The man accused by U.S. authorities of plotting to bomb Florida nightclubs and a sheriff’s office met with radical Islamists during visits to his native Kosovo.
TAMPA BAY (H/T Branko) Leaders in the local Muslim community urge caution, saying it is important for the courts to determine if Osmakac posed a real threat or was just a big talker entrapped by the FBI.
“Would there have been any real plot without the support and assistance of the FBI?” asked Hassan Shibly, executive director of the Tampa chapter of the Council on American-Islamic Relations, or CAIR, who had been briefed by authorities before the arrest was announced.
Osmakac, 25, a naturalized U.S. citizen from Pinellas Park and a native of Kosovo, was arrested on Saturday and charged with attempting to use a weapon of mass destruction. He is accused in a federal complaint of plotting to obtain weapons and explosives for a car bomb to carry out attacks in Tampa.
Unbeknownst to Osmakac, he sought the weapons from an undercover FBI agent introduced to him by his employer, who was an informer for the FBI.
On Osmakac’s shifting list of targets, the complaint said, were an Irish pub in South Tampa, later identified as MacDinton’s, nightclubs in Ybor City, a Hillsborough County sheriff’s operations center and Tampa Bay bridges. He said he wanted to instill terror in his victims’ hearts, calling it “payback” for wrongs done to Muslims, an arrest affidavit said.
Osmakac was involved in other incidents documented by police.

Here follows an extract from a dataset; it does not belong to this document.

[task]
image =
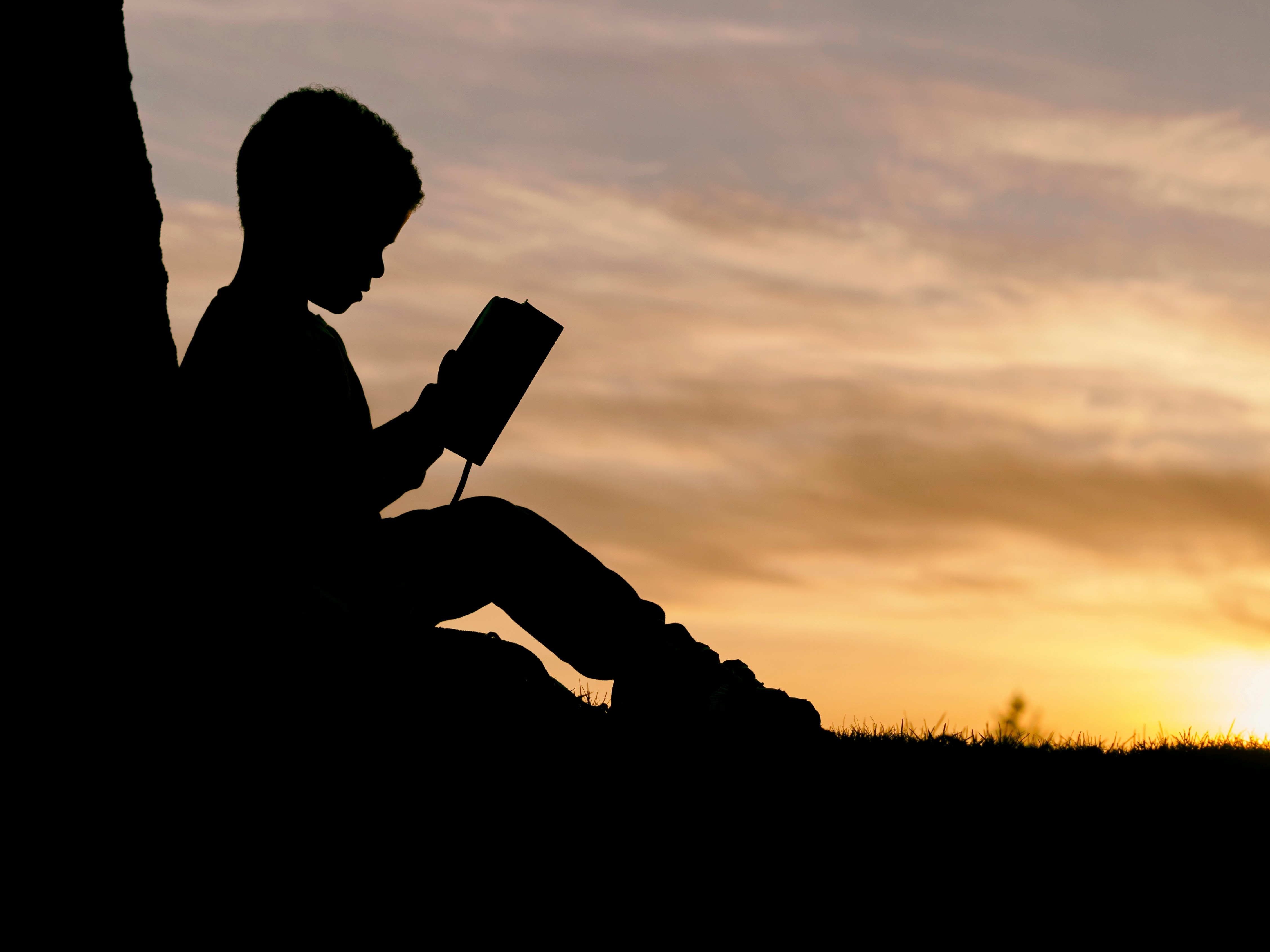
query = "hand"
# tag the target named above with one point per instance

On April 16, Tampa police said, he admitted head-butting a man outside the Tampa Bay Times Forum before a concert by Lady Gaga. The man had taunted Osmakac, who was dressed in Muslim garb, police said. Osmakac said he was defending himself. In October 2009, St. Petersburg police said, Osmakac assaulted a 17-year-old at his family’s bakery because the teen had told Osmakac his clothes were “sexy.” The FBI investigation of Osmakac’s supposed terrorist plot began Sept. 28 when a confidential informer called the FBI to tell them Osmakac had come into his or her business trying to find flags representing al-Qaida, an arrest affidavit said.
What followed were escalating plans by Osmakac to bring terror to Tampa, authorities said. Osmakac talked to the informer about potential targets in Tampa and said he needed help getting weapons and explosives, the arrest affidavit said, Osmakac, the FBI said, told the undercover agent he wanted to obtain an explosive belt, grenades, an AK-47 and an Uzi, along with high-capacity ammunition magazines.
Osmakac also asked the agent if he could make three car bombs, the FBI said. The FBI said Osmakac planned a night attack. “I want to do something . . . terrifying, like one day, one night, something’s going to happen, then six hours later, something else,” he said, according to the affidavit.
Osmakac talked of taking hostages after the initial attack, suggesting he would blow up himself and his hostages. Osmakac said he would have preferred attacking “Army people . . . but their bases are so locked up, I have to do something else.”
On Saturday, the undercover agent showed Osmakac the car bomb and various weapons, the FBI said. None were operative. Osmakac asked the agent to videotape him making a statement in a hotel room, the FBI said. Osmakac sat cross-legged on the floor, with a pistol in hand and an AK-47 behind him. He talked about Muslim blood being more valuable than the blood of unbelievers, the FBI said.
Later, the undercover agent showed Osmakac how to arm and detonate the car bomb, helping place it in the trunk of Osmakac’s car, the affidavit said.
Seattle Times International agencies had alerted Kosovo authorities that Sami Osmakac could be linked to Islamist extremists, the official told The Associated Press. He said the 25-year-old, an ethnic Albanian and naturalized U.S. citizen, discussed “issues in support of radical elements” with the individuals he met.
Before his arrest, Osmakac recorded an eight-minute video explaining why he wanted to bring terror to his “victims’ hearts,” according to a federal complaint. Online videos have also emerged that show Osmakac railing against Christians, Jews and Western living.
Sami Osmakac stood in front of a Tampa church one night in 2010, ranting for 13 minutes about Christianity and the evils of the secular world. “What’s the matter with you?” asked Osmakac in a video later posted on YouTube. “Trying to follow their ways? Trying to go to nightclubs, like them? Trying to fornicate, like them? Trying to get with their women? … Submit to the rule of Allah.”